Wednesday, April 27, 2011

My Daily Bread

If you ever visit Maastricht (or anywhere else in the Netherlands, for that matter) one thing you will probably notice right away is that the Dutch love their bread (brood, pronounced with a short “oh” not a long “oo”). No low carb diets here: sandwiches (broodjes) of cold cuts and cheese are a prominent feature on lunch menus, and there’s practically a bakery on every corner. Which makes sense, seeing as the southern provinces of Zeeland and Limburg (where Maastricht is located) are traditionally the best grain-growing regions of the country. Bakeries typically stock the usual kinds of bread you’d find in the United States and other Western European countries: white (wittebrood), whole wheat (volkorenbrood), rye (roggebrood), etc., along with baguettes, various seeded and multigrain varieties, and rolls (and pastries of course!). You can buy just a portion of a loaf if you don’t want a whole one (very convenient for two-person households), and the baker will use a nifty machine to slice it for you at no extra cost.
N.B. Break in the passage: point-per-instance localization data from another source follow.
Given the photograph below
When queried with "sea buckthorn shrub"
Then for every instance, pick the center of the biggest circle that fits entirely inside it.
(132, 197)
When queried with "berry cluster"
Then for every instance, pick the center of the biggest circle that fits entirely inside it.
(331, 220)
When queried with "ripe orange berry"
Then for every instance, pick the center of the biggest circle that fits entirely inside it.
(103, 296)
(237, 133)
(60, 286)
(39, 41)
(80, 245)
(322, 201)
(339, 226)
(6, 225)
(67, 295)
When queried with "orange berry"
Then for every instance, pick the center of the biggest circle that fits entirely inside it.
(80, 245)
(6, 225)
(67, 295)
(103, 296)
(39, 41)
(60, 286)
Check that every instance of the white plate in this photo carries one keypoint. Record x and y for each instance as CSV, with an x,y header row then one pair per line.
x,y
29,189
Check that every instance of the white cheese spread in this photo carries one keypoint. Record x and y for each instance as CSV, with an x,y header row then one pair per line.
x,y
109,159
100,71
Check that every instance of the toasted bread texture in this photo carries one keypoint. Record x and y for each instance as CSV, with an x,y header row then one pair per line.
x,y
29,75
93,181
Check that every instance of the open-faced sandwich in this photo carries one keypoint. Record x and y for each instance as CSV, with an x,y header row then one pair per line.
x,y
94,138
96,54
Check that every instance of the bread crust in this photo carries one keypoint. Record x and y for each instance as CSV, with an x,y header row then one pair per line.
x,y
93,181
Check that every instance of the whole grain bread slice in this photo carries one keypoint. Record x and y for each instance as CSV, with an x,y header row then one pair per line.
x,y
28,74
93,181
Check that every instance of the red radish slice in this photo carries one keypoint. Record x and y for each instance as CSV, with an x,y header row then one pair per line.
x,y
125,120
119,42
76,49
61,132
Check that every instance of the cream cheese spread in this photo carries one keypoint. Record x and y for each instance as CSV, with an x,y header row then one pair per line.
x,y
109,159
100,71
I’ve made the rounds of almost every bakery within walking distance of our apartment, on both sides of the river, and I’ve tried a number of breads and sweets from a bunch of different places. I like to go to shops where it seems as if the bread is baked onsite (a lot of specialty shops that sell gourmet breads, cheeses, spreads and things outsource their loaves from a bakery, which doesn’t make them any less quality, it’s just fun to shop onsite while I have the chance. How often do you run into an actual bread bakery in the States, after all?).

Luckily I don’t have to go far; there is a bakery right next door to us called De Bisschopsmolen, “The Bishop’s Mill,” that doesn’t just make their own bread, they make their own flour for the bread as well. It’s a traditional working water mill, the oldest in the country, dating from the 7th century (I don’t think the building and mill there now are original; I think those are from the 1700s, and are definitely restored. I’m working primarily from the mill’s Dutch website translated using Google, so you never know). They get most of their grain from local farmers, and deliver some of their milled grain to the Gulpener brewery, makers of Korenwolf hamster beer!
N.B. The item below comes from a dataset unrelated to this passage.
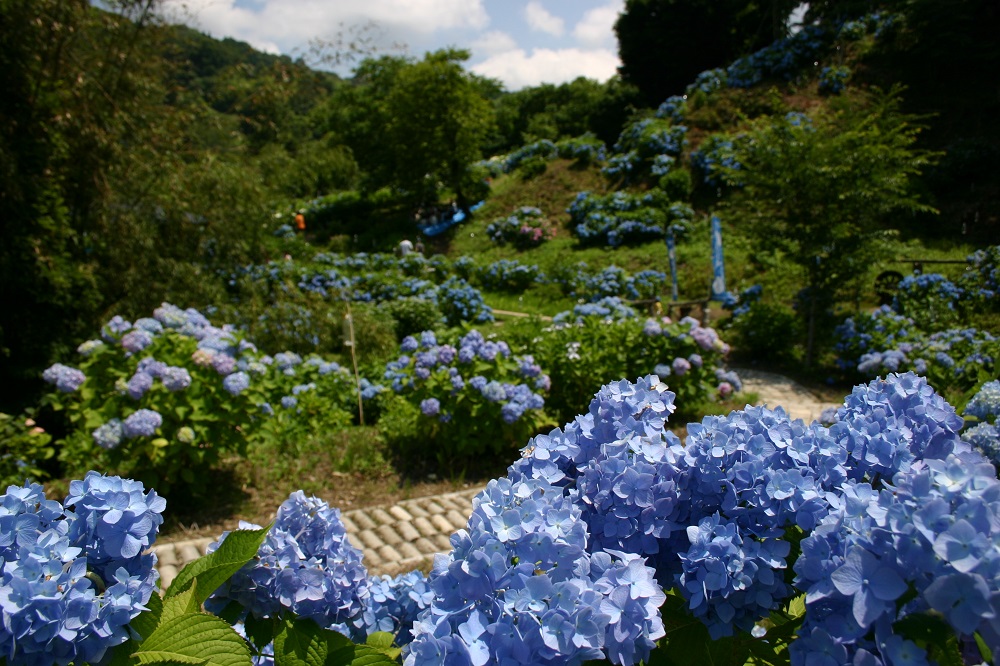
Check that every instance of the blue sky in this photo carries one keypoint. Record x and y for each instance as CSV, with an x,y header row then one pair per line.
x,y
520,42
As for their bread products, the Bishop’s Mill is distinctive because they use Kollenberger spelt, a traditional medieval grain. Their bread is soft and light and very flavorful. In addition to the typical wheat breads and rolls, they also produce specialty breads with ingredients like yogurt, nuts, honey and beer (Gulpener, of course); savory products like sausage rolls and pizza-type things (a lot of their ingredients, if not local, seem to come from Spain); and, of course, sweets like cookies, cakes, and the famous Limburg specialty, vlaai (see photo above). Vlaai translates roughly to “flan,” but it’s actually a pie, similar to an American-style pie but flatter, if that makes sense. They can be large or individually-sized, with three main varieties: fruit fillings (apricot* and cherry seem to be particularly popular) with a lattice crust sprinkled with pearl sugar; vanilla custard with a crumb topping (kruimelvlaai); or a kind of rice pudding (rijstevlaai).  
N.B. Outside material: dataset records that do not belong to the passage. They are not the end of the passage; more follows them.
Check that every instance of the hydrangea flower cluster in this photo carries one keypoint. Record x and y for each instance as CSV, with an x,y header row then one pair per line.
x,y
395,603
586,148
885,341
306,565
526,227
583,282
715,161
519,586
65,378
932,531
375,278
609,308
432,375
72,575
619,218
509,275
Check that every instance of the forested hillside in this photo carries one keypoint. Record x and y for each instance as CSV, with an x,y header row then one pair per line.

*I can recommend this one! Though the crust is a bit chewy compared to the flaky, shatter-at-the-touch of a fork quality many Americans associate with pie crust. According to The Dutch Table, this is because it’s made with a yeast dough rather than a pastry one.

These things are all available to go, of course, but there is also a little café located in the rooms between the mill itself and the retail counter where you can sit down to lunch on some of their products. I haven’t eaten there yet, but I imagine it would be pretty cool to know that what you are eating was literally produced right next door. The tourists certainly seem to enjoy it; there are often hordes of them taking tours through the mill (which apparently offers workshops as well) and eating in the café on weekends. Oh well, one of the perils of living in the heart of a medieval city, I guess.